Ребята выслушивают Гейтса молча, никто не просит слова, никто не выступает, хотя у многих есть веские аргументы в защиту своей позиции: да, действительно, интербригадовцев со стажем (не говоря уже о раненых) раньше репатриировали, но ведь их репатриируют и теперь. Да, действительно, некоторые слабаки дрогнули и, воспользовавшись своими «связями», сумели увильнуть от фронта и добиться отправки домой. Но ребята молчат, в сердцах у них смута: они понимают, какая это будет нелепость, если люди, приехавшие сюда сражаться, не щадя жизни, за свободу Испании, в трудную для страны пору вдруг струсят. Вдобавок они прекрасно понимают, что армия (даже такая подлинно демократическая армия, как наша) не может нянчиться с каждым поодиночке, что человека, который собирает вокруг себя недовольных, командование наверняка сочтет смутьяном, пусть даже его недовольство трижды оправданно. Они приехали в Испанию, потому что верили в Испанию, верили: если не дать отпор фашизму в Испании, он докатится до Америки; они по-прежнему верят в Испанию, по-прежнему чувствуют, что, сражаясь за Испанию, они помогают остановить натиск международного фашизма; дезертируй они сейчас — им всю жизнь не избыть этого стыда, но при всем том они всего лишь люди, с людскими слабостями. Они устали, они тоскуют по дому, они боятся. И хотя они согласны, что Гейтс в основном говорит дело, они нападают на него: зачем, мол, развел бодягу насчет отваги и героизма — личная неприязнь к комиссару мешает им отнестись к его словам непредвзято. Как всех людей со сложным характером, Гейтса любят лишь те, кто его хорошо знает, вдобавок его должность очень отдаляет людей от него. Приземистый Гейтс, как многие коротышки, старается личной храбростью и прямой осанкой возместить недостаток роста.
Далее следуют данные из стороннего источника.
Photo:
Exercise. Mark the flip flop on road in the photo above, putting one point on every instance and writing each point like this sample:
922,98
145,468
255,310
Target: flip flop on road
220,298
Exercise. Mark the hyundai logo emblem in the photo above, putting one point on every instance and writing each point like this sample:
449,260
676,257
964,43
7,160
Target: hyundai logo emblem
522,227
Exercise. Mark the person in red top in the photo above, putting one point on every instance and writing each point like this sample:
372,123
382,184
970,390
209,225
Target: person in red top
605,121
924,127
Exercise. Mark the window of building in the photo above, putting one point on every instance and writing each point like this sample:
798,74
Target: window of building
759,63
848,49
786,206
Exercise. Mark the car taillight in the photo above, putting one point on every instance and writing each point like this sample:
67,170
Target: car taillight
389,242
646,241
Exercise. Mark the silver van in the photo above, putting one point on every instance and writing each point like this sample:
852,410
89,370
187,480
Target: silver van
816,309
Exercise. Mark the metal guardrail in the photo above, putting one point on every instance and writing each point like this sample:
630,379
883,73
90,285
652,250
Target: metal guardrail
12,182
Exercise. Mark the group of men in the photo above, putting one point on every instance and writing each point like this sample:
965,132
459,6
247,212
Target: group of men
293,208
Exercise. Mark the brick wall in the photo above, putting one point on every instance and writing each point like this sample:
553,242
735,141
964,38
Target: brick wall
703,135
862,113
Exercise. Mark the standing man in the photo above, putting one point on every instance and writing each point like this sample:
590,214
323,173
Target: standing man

Гейтс совсем молод, на нем лежит такая ответственность, которая была бы не по плечу и человеку куда более опытному, но, делая скидку на молодость и недостатки характера, следует признать, что Гейтс ведет большую работу, и ведет ее хорошо.

* * *

Слухи обретают конкретность. Занятия по военной подготовке проходят в ускоренном темпе, предусмотрена детальная программа нашего обучения, вплоть до первой недели августа. «Вот оно что, — говорят ребята, — значит, до тех пор нас никуда не отправят, если это вообще произойдет». Каждый день роты уходят на учения: обливаясь потом, карабкаются по террасам и холмам. Каждое утро упражняются в стрельбе из винтовки и пулемета; эхо разносит звуки выстрелов по холмам и лощинам, множит их так, что можно подумать, будто стреляет целый полк. Но куда более знаменательны бригадные маневры: за полночь англичане, канадцы, американцы и кубинцы выходят из лагеря, [149] с полной выкладкой шагают пятнадцать километров до ближайшего города, пересекают город и перед самым рассветом выходят к пересохшему руслу реки. Здесь, как и во время учебных маневров, батальон разбивается на роты, роты на взводы, взводы на отделения. Затем бойцы размещаются так, как они разместились бы, если бы сидели в лодках, и по усыпанному галькой берегу наискосок переправляются на другой берег. Там, построившись побатальонно, мы бегом взбираемся на холм, атакуем террасу за террасой, поднимаемся все выше и выше — похоже, нам никогда не добраться до вершины. Наше наступление заканчивается успешно — холм взят; враг поливал нас ружейным и пулеметным огнем, стреляя, разумеется, в воздух; мы применяли все известные нам тактические уловки и хитрости, чтобы прорваться в расположение воображаемого противника. «Понятно, — говорят ребята, — значит, мы будем переправляться через реку. Интересно знать, через какую?» Впрочем, мы прекрасно знаем, через какую; мы уже раз переправлялись через нее — только в другом направлении.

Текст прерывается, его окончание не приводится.